Llegó al pasillo y vio a su hermano abrazado a su nueva novia. Lloraba desconsoladamente. Se asustó. Esperaba no haber llegado demasiado tarde. Nunca se perdonaría no despedirse de su madre. Quiso ir junto a él para preguntar por ella pero, al acercarse a la habitación donde estaba la anciana, la vio sentada en un sillón.

Le pareció desconcertante que tuviera las fuerzas suficientes para permanecer sentada. Y no entendía por qué su hermano, en vez de estar con la madre, acompañándola y disfrutando de esa leve mejoría, estuviera llorando abrazado a su querida.

Claudia, un poco enojada, entró en la habitación. Sonrió a su madre y se arrodilló ante ella.

—¡Oh, mamá! ¡Cuánto me alegro de verte tan bien!

—Mi querida niña, estaba esperando por ti.

—Ya estoy aquí, mamá —se miraron.

La anciana cogió el rostro de su hija entre las manos y le acarició una mejilla. Sonrió.

—Es hora de irnos, pequeña.

—¿Irnos? ¿A dónde? —Claudia pensó que su madre deliraba—. ¿Quieres meterte en la cama?

—¡Mi niña! ¿Acaso no te has dado cuenta todavía? —preguntó la anciana, preocupada. Claudia la miró si comprender—. Mira… ha venido tu padre —señaló hacia la puerta—. Debemos irnos.

—Mamá ¿qué dices? —preguntó con tristeza pero miró a la puerta y, ante su asombro, vio a su padre, sonriente—. ¡No puede ser! —Exclamó— ¿Qué está pasando?

—Esta mañana has muerto, Claudia. Intenta recordar, mi niña.

Claudia cerró los ojos y, todo cuanto había sucedido por la mañana, empezaba a cobrar sentido.

 

Cuando recibió la noticia de que su madre se estaba muriendo, sufrió un derrame cerebral. Ahora entendía las miradas de sus compañeros, preocupados, tristes.
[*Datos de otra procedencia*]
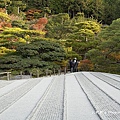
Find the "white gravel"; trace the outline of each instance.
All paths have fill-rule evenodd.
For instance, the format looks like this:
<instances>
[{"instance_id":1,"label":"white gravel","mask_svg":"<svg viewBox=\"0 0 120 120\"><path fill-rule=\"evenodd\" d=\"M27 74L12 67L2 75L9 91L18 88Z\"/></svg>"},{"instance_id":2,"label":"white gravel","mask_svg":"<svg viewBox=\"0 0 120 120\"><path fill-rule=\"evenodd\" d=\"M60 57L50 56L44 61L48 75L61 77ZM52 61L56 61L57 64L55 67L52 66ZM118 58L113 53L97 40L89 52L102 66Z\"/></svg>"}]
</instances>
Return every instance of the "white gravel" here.
<instances>
[{"instance_id":1,"label":"white gravel","mask_svg":"<svg viewBox=\"0 0 120 120\"><path fill-rule=\"evenodd\" d=\"M44 94L52 78L45 78L25 96L0 114L0 120L25 120Z\"/></svg>"},{"instance_id":2,"label":"white gravel","mask_svg":"<svg viewBox=\"0 0 120 120\"><path fill-rule=\"evenodd\" d=\"M74 75L66 76L67 120L100 120Z\"/></svg>"},{"instance_id":3,"label":"white gravel","mask_svg":"<svg viewBox=\"0 0 120 120\"><path fill-rule=\"evenodd\" d=\"M0 80L0 120L120 120L120 77L75 72Z\"/></svg>"}]
</instances>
Recordó a la mujer del ascensor. Realmente era su antigua jefa, fallecida.

El conductor que se había situado detrás de ella, en realidad no lo estaba, y continuó su viaje sin haberla visto.

La ambulancia se dirigía a su lugar de trabajo para atenderla a ella.

La señora mayor y la niña, en verdad eran las muertas del accidente de tráfico. Y en el hospital, toda esa gente que la saludaba con familiaridad, estaba muertos. Y la máscara de la muerte… Era la muerte que había venido a llevársela.

—¡No! —gritó—. ¡No estoy muerta! —insistió. Pero su madre ya la había cogido de la mano y la llevaba con ella. Por el camino se reunieron con otros muertos. Y al final del pasillo del Más Allá, aguardaba la Muerte, con su eterna sonrisa.